また、ブドウ糖は単独ではエネルギーにならないため、一度細胞内へと取り込まれなければエネルギー源として使うことができません。
そのため、血中のブドウ糖は、すみやかに細胞内へと運び込む必要があります。
この時、ブドウ糖を細胞内へと運び込む働きをしてくれるのが、「インスリン」というホルモンです。
インスリンは通常、ブドウ糖を筋肉や内臓の細胞内へと運び込みます。
筋肉や内臓へと運び込まれたブドウ糖は、運動や生命活動のエネルギーとして使われたり、予備のエネルギー源として貯蔵されます。

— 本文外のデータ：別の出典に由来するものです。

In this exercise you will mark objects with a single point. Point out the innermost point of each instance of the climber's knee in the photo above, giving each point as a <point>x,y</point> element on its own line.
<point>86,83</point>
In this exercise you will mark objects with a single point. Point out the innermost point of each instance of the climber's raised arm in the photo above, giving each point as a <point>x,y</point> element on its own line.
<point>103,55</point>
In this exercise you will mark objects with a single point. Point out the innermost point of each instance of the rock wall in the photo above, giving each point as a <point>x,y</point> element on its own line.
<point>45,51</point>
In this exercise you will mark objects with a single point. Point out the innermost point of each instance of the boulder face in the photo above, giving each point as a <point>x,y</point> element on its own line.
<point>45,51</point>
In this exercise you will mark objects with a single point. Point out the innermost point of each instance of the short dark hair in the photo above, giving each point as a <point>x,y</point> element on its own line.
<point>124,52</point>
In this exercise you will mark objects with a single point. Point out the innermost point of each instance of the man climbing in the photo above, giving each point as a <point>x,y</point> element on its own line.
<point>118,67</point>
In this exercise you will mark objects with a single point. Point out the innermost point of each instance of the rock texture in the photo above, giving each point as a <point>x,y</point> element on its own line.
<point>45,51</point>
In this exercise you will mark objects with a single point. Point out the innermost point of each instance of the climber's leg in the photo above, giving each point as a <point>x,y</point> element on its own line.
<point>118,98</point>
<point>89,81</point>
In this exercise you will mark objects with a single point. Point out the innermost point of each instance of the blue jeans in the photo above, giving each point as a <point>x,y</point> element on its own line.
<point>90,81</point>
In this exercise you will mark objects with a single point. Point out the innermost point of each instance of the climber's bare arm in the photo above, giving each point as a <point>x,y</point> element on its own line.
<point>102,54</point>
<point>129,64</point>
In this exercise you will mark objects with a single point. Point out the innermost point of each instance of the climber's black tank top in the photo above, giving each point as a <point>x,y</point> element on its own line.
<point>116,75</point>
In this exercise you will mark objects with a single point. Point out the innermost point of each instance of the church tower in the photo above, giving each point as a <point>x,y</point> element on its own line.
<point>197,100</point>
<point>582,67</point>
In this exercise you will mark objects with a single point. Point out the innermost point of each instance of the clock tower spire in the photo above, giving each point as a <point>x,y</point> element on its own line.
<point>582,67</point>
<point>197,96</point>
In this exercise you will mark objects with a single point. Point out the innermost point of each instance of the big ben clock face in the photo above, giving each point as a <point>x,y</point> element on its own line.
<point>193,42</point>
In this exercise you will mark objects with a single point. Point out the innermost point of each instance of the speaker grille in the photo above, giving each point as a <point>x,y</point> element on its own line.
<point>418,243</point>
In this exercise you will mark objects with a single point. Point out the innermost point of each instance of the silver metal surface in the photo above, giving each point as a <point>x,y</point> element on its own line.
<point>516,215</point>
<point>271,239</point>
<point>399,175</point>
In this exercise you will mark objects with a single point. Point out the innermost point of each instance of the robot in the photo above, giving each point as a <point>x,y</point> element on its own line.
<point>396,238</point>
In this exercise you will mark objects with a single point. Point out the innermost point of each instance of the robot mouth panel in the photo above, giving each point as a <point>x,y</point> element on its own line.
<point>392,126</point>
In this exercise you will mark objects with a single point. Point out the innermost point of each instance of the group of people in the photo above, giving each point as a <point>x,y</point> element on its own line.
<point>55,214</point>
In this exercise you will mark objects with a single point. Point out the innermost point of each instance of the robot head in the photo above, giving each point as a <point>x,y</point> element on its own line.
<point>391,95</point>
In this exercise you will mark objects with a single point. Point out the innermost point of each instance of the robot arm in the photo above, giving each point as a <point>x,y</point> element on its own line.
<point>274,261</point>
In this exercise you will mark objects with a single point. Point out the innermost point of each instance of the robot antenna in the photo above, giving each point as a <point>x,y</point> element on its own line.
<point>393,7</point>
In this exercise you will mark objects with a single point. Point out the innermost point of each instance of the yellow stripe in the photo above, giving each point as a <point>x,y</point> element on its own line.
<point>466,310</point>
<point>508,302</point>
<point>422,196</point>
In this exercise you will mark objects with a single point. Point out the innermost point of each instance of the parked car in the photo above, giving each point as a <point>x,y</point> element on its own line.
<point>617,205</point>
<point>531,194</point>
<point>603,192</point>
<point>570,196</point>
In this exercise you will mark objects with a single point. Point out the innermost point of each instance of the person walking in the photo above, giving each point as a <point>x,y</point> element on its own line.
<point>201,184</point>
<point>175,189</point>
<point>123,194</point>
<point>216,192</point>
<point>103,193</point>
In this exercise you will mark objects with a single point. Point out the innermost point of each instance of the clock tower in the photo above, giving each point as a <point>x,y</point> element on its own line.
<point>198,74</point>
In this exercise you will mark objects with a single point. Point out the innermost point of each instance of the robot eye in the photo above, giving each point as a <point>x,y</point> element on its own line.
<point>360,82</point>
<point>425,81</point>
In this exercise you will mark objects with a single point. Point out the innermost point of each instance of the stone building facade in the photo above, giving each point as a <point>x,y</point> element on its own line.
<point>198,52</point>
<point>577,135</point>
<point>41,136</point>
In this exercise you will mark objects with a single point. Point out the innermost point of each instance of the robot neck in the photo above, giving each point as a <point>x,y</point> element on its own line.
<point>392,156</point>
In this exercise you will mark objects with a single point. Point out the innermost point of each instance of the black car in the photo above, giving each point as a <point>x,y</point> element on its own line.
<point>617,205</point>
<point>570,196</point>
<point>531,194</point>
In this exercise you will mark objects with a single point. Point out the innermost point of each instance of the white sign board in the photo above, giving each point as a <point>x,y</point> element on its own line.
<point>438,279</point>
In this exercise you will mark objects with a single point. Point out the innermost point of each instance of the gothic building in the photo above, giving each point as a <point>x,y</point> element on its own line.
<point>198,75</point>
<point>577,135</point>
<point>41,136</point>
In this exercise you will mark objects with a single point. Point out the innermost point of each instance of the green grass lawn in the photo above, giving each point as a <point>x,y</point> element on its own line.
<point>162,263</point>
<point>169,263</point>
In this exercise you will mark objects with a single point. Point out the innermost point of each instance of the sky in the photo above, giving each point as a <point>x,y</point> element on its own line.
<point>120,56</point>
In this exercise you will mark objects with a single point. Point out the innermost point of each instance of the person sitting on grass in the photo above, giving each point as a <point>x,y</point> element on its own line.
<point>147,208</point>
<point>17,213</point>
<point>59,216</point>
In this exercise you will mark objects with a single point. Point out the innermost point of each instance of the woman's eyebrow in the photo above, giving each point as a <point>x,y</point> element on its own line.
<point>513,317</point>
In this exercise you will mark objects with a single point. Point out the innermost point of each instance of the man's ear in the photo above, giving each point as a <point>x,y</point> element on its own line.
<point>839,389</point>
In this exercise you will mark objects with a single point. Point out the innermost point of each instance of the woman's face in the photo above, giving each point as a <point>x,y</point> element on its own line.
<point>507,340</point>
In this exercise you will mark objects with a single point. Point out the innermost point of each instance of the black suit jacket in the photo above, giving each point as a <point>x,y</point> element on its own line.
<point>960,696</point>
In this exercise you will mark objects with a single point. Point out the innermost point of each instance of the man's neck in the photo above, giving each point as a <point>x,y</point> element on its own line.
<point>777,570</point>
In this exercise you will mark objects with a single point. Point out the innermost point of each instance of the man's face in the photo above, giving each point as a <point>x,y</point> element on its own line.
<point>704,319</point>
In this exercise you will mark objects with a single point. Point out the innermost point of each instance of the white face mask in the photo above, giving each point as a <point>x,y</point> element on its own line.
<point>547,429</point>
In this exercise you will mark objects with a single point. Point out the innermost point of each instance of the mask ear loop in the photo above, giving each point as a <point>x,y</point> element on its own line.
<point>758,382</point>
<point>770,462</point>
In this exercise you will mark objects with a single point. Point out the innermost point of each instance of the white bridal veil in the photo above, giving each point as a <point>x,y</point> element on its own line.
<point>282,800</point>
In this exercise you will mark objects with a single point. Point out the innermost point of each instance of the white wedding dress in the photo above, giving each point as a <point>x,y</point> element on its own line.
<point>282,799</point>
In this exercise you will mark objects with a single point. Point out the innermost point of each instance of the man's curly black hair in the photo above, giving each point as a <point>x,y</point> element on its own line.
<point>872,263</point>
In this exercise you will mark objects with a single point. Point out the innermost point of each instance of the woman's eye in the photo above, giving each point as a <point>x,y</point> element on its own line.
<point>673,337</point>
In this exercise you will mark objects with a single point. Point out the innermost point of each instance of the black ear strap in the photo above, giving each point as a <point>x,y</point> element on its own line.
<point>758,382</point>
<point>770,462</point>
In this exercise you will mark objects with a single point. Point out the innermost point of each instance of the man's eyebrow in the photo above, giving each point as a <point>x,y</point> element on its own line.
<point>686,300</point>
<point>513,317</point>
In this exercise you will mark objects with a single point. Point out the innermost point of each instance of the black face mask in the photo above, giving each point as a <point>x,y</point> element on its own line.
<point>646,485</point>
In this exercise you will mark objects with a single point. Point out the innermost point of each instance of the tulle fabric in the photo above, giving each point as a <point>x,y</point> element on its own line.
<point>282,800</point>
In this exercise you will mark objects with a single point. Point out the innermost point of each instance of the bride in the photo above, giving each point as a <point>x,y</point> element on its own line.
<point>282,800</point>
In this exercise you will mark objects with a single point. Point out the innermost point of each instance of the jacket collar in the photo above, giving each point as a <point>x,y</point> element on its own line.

しかし、ブドウ糖の量が多すぎて筋肉や内臓の細胞だけでは処理しきれない場合、インスリンはブドウ糖を中性脂肪へ変換し、脂肪細胞へ運び込みます。
そのため、糖質を摂りすぎると脂肪細胞へ運ばれる中性脂肪を増やすことになり、脂肪細胞の肥大化を引き起こし、肥満へとつながってしまうのです。
恐怖!血糖値の急上昇がまねく肥満のしくみ
そして、一度に多くの糖質を摂取することによって引き起こされる血糖値の急上昇は、肥満のリスクをさらに大きく高めます。
血糖値の急上昇が起きると、脳は「いそいで血糖値を下げなければ!」と判断し、大量のインスリンを過剰分泌させます。
過剰に分泌されたインスリンは、血中のブドウ糖を過剰に処理してしまうため、脂肪細胞にもどんどん中性脂肪として運び込まれてしまいます。
さらに、血糖値の急上昇のあとには、インスリンの過剰分泌による血糖値の急降下が待っています。
血糖値が急降下すると、今度は脳は「このままだと糖が不足してしまう!」と勘違いし、急激に糖を欲するようになります。非常に強い食欲がわき上がります。
そして、恐ろしいことに、糖を素早く摂取するのにもっとも手っ取り早いのは、甘いものやジャンクフードを食べることなのです…。
血糖値の急上昇を防ぐために
それでは、どのようにしたら、血糖値の急上昇を防ぐことができるでしょうか。
ポイントは3つです。
1.高GIの食品を避ける。
血糖値が上がりやすい食品ほどGI値が高く、逆に血糖値の上昇が少なく緩やかなものほどGI値は低くなります。
高GI食品である小麦粉製品や白米、ジャガイモ、甘いもの等の大量摂取は避け、なるべく低GI食品を中心とした食事を心がけましょう。
2.糖質は最後に食べる。
空腹時には、摂取したものがすぐに分解されてしまうため、いきなり糖質の多いものから食べてしまうと血糖値の急上昇を招きます。
食事の際は、食物繊維やたんぱく質を多く含む野菜やおかずから食べるようにし、糖質の多いものはできるだけ後のほうに食べるようにしましょう。
3.よく噛んでゆっくり食べる。
早食いも、血糖値の急上昇を引き起こします。よく噛んでゆっくり食事することで、血糖値の上昇も緩やかにすることができます。
まとめ
糖質の摂りすぎ、そして血糖値の急上昇が、いかに肥満のリスクを激増させてしまうものかご理解頂けたでしょうか。
食べるものや順番などを意識することで、うまく血糖値のコントロールをして、太りにくい食習慣を身につけていきましょう。